The pair and their product were featured on a January 5 episode of the reality TV show “Shark Tank,” which brings entrepreneurs before a panel of business people who may invest money in the company in exchange for a share of the profits.

According to Childs, a Columbus resident and former Delta Data marketing director, 45,000 people applied in 2019 for a chance to promote their products and get help with growing sales.

“We’re very fortunate to have made it to the very end and been aired on TV,” Childs said.

The road to get there started in February 2019, when the mother-daughter duo flew to Dallas, Texas, to stand in line with hundreds of other “Shark Tank” hopefuls. They performed their one-minute pitch in front of casting directors and then went home and waited to be notified if they were moving on.

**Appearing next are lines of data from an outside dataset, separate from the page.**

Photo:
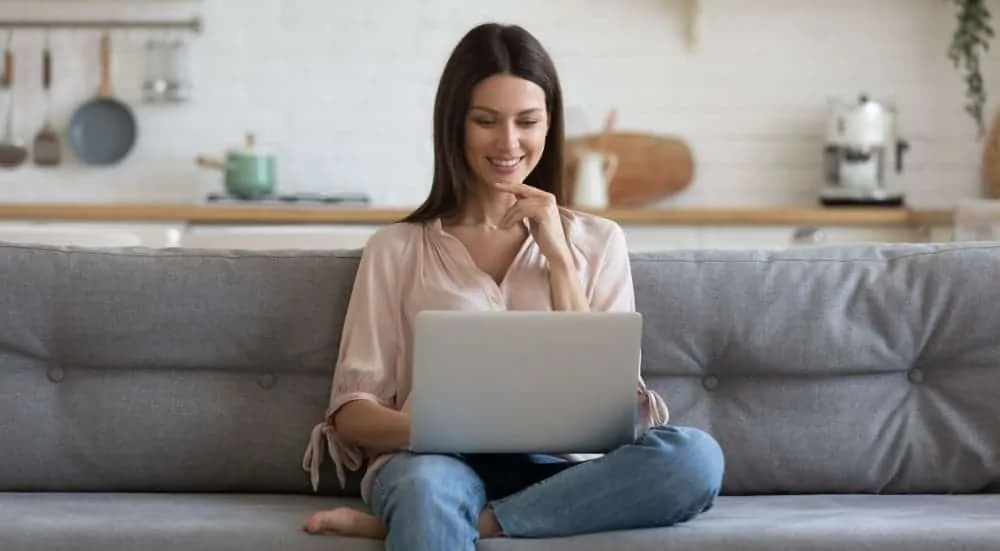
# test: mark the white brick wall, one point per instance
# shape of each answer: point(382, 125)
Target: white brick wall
point(343, 90)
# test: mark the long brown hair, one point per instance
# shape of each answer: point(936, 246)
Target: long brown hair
point(486, 50)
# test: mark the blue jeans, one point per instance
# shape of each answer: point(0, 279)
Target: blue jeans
point(433, 502)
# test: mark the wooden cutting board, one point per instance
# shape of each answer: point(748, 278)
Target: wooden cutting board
point(651, 167)
point(991, 160)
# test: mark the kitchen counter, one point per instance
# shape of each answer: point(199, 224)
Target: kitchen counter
point(292, 214)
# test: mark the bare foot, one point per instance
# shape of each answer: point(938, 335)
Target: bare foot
point(345, 521)
point(488, 526)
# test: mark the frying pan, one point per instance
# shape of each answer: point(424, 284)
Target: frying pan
point(103, 130)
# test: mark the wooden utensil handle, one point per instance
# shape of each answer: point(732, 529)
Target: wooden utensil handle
point(106, 65)
point(8, 68)
point(47, 69)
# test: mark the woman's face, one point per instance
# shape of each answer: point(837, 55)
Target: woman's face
point(505, 129)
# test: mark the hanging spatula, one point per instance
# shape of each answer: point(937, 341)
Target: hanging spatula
point(12, 150)
point(47, 147)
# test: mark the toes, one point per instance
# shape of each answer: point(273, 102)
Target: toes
point(317, 523)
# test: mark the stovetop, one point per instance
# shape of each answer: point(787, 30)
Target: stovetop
point(294, 199)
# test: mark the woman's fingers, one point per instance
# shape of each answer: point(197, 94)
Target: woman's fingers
point(520, 190)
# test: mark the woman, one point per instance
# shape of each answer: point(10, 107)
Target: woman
point(492, 235)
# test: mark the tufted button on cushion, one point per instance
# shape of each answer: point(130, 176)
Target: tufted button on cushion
point(55, 374)
point(267, 380)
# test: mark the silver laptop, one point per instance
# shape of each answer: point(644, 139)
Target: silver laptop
point(524, 381)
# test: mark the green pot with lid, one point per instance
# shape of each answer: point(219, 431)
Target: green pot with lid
point(249, 173)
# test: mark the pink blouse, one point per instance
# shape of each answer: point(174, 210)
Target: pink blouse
point(407, 268)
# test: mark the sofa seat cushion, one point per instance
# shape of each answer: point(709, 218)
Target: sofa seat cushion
point(152, 522)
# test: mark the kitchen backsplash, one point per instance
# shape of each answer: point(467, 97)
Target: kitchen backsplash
point(343, 91)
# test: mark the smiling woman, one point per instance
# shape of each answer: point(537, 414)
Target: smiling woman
point(492, 235)
point(498, 116)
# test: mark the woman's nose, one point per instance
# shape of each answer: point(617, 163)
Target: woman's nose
point(508, 137)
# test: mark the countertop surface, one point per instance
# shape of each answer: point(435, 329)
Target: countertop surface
point(302, 214)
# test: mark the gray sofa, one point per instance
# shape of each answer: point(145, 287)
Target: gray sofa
point(162, 399)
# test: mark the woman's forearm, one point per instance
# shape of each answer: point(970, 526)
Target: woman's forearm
point(567, 290)
point(373, 427)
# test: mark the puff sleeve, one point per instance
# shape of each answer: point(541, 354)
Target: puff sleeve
point(368, 355)
point(613, 291)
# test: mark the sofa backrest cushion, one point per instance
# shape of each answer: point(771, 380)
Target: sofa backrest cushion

“This whole journey we thought about how if it turned into something it sure would be fantastic, but if it didn’t, how fortunate are we to have got to spend some time together as mom and daughter,” said Mallory, an Atlanta resident and mother to three young girls.

They did move on, pitching at several more rounds of casting calls until they were notified they would be flown out to the taping in front of the panel of sharks, which included Mark Cuban, Barbara Corcoran, Kevin O’Leary, Lori Greiner and Robert Herjavec.

The experience

By the time they reached the room full of sharks, Childs and Mallory were well seasoned and ready for their pitch.

“We were really prepared. What didn’t air was all the questions they asked about our financials, marketing costs and costs of goods sold, and we had rehearsed and memorized and we knew our stuff inside and out,” Childs said. “I think the sharks and our family and friends were incredibly impressed with how we handled the situation.”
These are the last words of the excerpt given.